It will be the whole day.. thinking of my mom's last day.. unfortunately I'll be here in the doldrums until this evening..
"It's like being caught in a rat run, every year. Reliving the events on the timescale of then.. it's so imprinted in my head.." today being eleven years since my mom died. And now, right now, this next hour the worse of times, or so I thought. Can someone do it twice, risk it twice, to lose someone is to die a little, and then we die ourselves.. we die twice.. or more.
I wrote some of these words this morning to my vecina back home, and decided I need to get writing.. it's been far far too long..
And I had my bloggers t-shirt on that day, with mom, and I haven't been able to blog since I got here.. it is about time..
I left home, and came to England, landing at Heathrow.. after not using Heathrow for years that's the second time in two months now.
The whole journey was fraught.. what with added security, masks, distancing, entry changes with extra paperwork.. preflight covid-19 test, quarantine when here.. Covid test again.

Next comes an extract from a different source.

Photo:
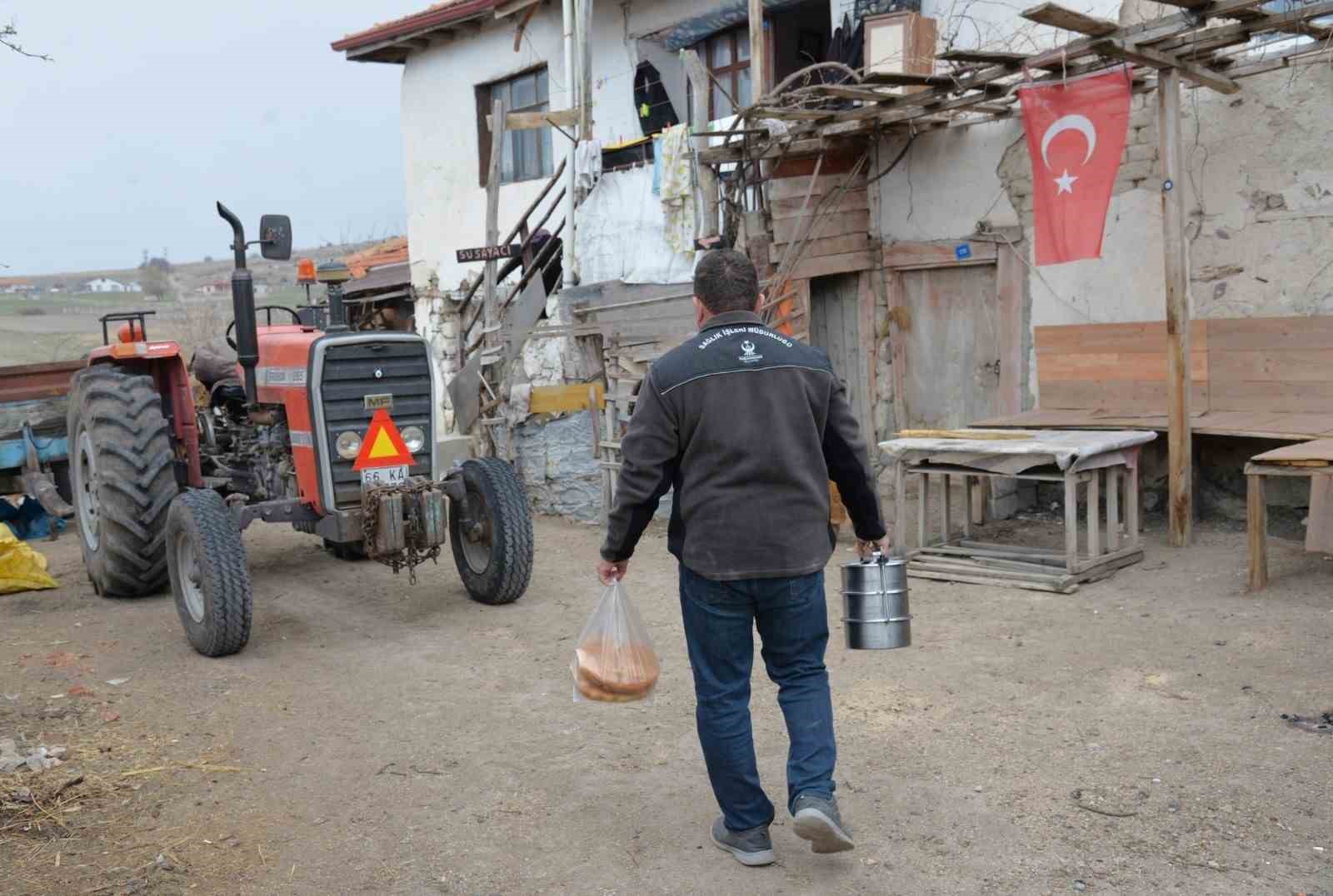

I had a good relaxing two weeks before starting work.. had the company of a wonderful little dog.. such a beautiful nature.. took till the last night though for her to decide to spend it in with me.. so lovely having a fur-baby close at night..
And now here.. Oxfordshire, pretty town, rivers all around.. weather over the past week has been sun and shade.. like our lives..
The days are going past really well, which is good, lady and I get on well.. long and busy days.
Three weeks to go..
Feel there should be more to write.
But this is it today.
Photographs taken on my break at a nearby river.